A Community Devoted to the Preservation and Practice of Celestial Navigation and Other Methods of Traditional Wayfinding
From: Robin Stuart
Date: 2020 Feb 4, 07:47 -0800
You wrote: "Just to be clear here, the article does not say that. Implies? Even that's a stretch."
I wondered about writing this as I realized it was probably ripe for misinterpretation. I intended it as the lead in to a reductio ad absurdum argument. In principle the NA could publish tables of lunar distances "as they would appear to an observer in Greenwich, England" as the article expicitly states but that would require you to "clear the observed lunar and then un-clear it to Greenwich" as you describe. Moreover it would introduce unnecessary dependence on the latitude of Greenwich. We might expect to see a bronze marker indicating the official parallel of latitude in the courtyard of the Greenwich observatory but we don't! Using such tables would require more work than calculating lunar distances directly from entries in the NA.
You also wrote:
"These are minor issues. The lack of the word "geocentric" or equivalently "cleared" on the caption of the almanac page is equally minor."
I'm surprised that a comment I made in a post self-described as nit picking could become quite so controversial.
The passage mentioned there is:
"He measured the angular distance between the Moon and the Sun or reference star with a sextant, and recorded the local time.
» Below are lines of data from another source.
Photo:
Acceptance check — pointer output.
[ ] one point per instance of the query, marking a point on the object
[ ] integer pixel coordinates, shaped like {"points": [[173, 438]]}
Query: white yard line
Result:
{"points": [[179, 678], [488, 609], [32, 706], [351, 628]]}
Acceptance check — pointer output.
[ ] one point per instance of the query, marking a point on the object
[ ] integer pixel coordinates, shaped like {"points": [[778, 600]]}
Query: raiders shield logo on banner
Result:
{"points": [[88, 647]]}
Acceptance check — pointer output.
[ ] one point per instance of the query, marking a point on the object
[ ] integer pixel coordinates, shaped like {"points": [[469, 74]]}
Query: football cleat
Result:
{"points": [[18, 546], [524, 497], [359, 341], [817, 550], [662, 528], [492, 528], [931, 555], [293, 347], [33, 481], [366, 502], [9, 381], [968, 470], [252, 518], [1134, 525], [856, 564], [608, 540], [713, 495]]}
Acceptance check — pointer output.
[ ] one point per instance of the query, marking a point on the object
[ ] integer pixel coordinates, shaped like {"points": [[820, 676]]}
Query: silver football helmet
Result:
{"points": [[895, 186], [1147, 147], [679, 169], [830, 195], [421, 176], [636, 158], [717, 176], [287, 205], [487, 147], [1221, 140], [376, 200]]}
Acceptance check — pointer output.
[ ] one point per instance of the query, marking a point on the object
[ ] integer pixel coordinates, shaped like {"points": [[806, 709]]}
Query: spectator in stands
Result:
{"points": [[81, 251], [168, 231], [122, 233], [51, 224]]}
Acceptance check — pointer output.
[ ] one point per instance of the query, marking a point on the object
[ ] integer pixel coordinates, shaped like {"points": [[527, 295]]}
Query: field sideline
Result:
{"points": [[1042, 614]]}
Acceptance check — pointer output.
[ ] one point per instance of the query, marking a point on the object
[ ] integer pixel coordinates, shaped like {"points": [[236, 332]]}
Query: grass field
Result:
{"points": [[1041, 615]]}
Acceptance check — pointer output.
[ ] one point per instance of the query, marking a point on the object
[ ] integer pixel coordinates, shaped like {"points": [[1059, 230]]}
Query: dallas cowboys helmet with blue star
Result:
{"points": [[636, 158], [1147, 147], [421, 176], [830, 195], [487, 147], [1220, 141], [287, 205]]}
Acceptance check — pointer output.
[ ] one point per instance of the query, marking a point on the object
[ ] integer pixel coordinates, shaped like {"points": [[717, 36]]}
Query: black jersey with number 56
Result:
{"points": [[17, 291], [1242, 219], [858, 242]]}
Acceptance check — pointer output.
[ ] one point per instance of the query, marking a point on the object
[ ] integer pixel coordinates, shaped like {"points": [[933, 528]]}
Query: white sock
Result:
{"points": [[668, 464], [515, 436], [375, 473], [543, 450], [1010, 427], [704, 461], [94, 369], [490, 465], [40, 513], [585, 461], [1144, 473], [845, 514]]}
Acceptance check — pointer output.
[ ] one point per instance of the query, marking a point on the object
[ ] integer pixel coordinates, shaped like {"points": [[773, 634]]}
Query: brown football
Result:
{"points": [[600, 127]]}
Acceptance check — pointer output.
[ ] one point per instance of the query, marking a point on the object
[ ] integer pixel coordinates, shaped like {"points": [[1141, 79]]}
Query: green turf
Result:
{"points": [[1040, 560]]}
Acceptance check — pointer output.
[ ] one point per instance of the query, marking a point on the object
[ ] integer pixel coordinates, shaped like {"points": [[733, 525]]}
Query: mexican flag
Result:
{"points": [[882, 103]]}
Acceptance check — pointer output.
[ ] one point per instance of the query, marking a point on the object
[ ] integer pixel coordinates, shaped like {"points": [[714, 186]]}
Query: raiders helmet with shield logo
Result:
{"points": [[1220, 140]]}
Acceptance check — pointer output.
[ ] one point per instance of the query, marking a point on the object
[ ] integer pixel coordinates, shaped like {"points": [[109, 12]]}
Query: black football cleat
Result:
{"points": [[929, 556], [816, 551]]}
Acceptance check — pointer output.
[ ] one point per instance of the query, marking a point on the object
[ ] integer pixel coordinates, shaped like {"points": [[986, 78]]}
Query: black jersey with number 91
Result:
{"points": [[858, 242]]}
He consulted the British Nautical Almanac to determine at what time the angular distance would be the same if observed from Greenwich."
The article also contains a figure caption:
"This page from the Nautical Almanac shows lunar distances for January 1769 as they would appear to an observer in Greenwich, England"
I don't disagree that the article gets the gist of the lunar distance method right but I have a difficult job seeing that "if observed from Greenwich" and "as they would appear to an observer in Greenwich, England" is anything other than just wrong. In both cases these are geocentric lunar distances and it's hard to imagine why they wouldn't just be described as such. That would be shorter, simpler, unambiguous and above all correct. The concept of the centre of the Earth as a point of reference should be within the grasp of most readers of Sky & Telescope.
You wrote: "Surely the biggest flaw in the article is the numerical one when the author jumps from six minutes of time to six minutes of longitude --equating them!"
Indeed, its huge. Kudos for spotting it. I blipped over the numbers and missed it. However the existence of an even bigger error doesn't make the above statements right.